"Uh, Chris, you are going to be using oil based polyurethane paint and clearcoat, so make sure that primer you applied is oil-based and not water-based." This is what I wish I could have told myself a week ago.
Starting anew on this paintjob (following my initial spraycan debacle months ago), I went over the bodywork again and again with Evercoat products. Took a lot of work/sanding/checking and rechecking 6 times over 10 different filled areas, but the it turned out well.
Then I followed up with the grey Primer as seen in photos previously.
Initially, I read through the write-ups on roll-on paint jobs and these said apply primer, so that's what I was looking to do. I went to the Hardware store and bought a Rustoleum Primer product thinking, "Rustoleum is good, can't go wrong with Rustoleum Primer, right?"
The Rustoleum primer I bought said it was appliable to metals, etc. And I wanted to get something on the Jeep over this hodge-podge of scratched black paint and evercoat that was its current shabby cover.
I thought it turned out well; I sanded out the orange peal and it looked like I was ready to thin/roll-on/sand multiple polyurethane topcoats. Well not so fast.
I find out the primer I used is Rustoleum's Painter's Touch -- a water-based latex. Its pretty obvious that you don't want to use this stuff under oil based paints like my Polyurethane.
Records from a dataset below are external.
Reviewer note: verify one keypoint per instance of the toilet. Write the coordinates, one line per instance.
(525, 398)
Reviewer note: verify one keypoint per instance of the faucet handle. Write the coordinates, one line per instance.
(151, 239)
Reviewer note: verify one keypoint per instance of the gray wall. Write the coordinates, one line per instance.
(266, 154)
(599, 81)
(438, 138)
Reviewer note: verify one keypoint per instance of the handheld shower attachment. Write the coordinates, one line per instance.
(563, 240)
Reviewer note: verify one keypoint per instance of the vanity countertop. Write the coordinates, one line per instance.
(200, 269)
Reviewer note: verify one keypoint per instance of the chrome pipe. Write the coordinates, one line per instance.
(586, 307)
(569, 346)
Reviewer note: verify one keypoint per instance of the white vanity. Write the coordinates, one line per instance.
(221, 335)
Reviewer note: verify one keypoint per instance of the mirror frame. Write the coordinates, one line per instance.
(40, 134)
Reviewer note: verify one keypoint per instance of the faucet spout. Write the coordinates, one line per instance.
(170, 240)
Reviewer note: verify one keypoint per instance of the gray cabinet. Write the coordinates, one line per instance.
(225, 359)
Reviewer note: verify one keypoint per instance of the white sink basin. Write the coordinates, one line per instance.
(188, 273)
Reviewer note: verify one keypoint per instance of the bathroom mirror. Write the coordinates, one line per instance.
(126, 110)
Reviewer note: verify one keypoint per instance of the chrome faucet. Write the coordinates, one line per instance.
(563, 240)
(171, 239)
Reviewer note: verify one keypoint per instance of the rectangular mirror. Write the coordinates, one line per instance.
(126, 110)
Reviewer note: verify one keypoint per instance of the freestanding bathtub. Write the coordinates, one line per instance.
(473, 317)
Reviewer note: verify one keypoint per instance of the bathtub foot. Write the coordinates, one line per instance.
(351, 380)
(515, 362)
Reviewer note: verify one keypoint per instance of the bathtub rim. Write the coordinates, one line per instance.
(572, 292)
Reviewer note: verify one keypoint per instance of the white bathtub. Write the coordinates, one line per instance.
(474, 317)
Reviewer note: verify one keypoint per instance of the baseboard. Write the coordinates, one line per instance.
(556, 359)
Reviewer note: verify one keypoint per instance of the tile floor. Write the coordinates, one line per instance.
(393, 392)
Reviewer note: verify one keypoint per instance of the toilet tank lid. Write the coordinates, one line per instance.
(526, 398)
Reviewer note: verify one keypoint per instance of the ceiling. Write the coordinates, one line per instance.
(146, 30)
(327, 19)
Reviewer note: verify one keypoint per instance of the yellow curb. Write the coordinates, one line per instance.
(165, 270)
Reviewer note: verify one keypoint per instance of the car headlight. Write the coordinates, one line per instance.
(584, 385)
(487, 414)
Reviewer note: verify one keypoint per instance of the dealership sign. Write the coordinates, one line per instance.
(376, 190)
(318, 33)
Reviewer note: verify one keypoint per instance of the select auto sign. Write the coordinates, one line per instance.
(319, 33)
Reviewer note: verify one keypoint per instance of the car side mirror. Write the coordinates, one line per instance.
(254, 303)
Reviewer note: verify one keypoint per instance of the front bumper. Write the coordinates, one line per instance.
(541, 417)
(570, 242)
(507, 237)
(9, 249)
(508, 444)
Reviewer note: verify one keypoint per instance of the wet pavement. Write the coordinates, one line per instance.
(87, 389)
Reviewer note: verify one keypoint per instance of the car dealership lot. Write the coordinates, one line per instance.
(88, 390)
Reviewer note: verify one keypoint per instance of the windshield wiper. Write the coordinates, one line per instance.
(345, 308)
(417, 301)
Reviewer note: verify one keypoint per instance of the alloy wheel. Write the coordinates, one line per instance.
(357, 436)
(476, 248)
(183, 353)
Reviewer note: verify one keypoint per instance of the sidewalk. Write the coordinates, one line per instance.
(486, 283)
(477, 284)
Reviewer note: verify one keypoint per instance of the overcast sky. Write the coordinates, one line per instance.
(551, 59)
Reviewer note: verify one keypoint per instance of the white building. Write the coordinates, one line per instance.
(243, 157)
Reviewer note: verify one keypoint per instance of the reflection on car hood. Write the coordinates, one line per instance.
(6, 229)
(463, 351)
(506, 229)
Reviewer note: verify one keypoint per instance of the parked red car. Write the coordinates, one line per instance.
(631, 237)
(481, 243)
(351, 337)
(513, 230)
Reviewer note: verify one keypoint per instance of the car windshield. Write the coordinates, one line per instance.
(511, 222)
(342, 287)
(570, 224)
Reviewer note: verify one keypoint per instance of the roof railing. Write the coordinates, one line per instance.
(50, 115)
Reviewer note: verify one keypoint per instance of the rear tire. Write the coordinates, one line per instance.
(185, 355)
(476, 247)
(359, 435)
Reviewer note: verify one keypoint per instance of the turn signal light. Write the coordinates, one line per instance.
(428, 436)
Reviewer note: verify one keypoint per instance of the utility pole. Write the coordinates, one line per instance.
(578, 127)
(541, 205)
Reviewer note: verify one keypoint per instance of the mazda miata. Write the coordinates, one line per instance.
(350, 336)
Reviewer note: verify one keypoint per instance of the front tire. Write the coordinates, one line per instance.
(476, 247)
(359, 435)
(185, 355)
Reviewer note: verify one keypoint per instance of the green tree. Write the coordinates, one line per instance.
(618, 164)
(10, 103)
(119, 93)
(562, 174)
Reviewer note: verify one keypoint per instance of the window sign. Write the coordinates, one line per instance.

So, I have to strip the water based primer now and then redo the Jeep with an oil-based primer -- basically standard Rustoleum "Oil-Based" Professional Primer.
If any of you guys ever consider roll-painting/Spraying an old Jeep on the cheap using Rustoleum/Tremclad (Oil-Based) or Interlux-type PolyUrethanes (Oil-Based), don't make the mistake of using a water-based Primer!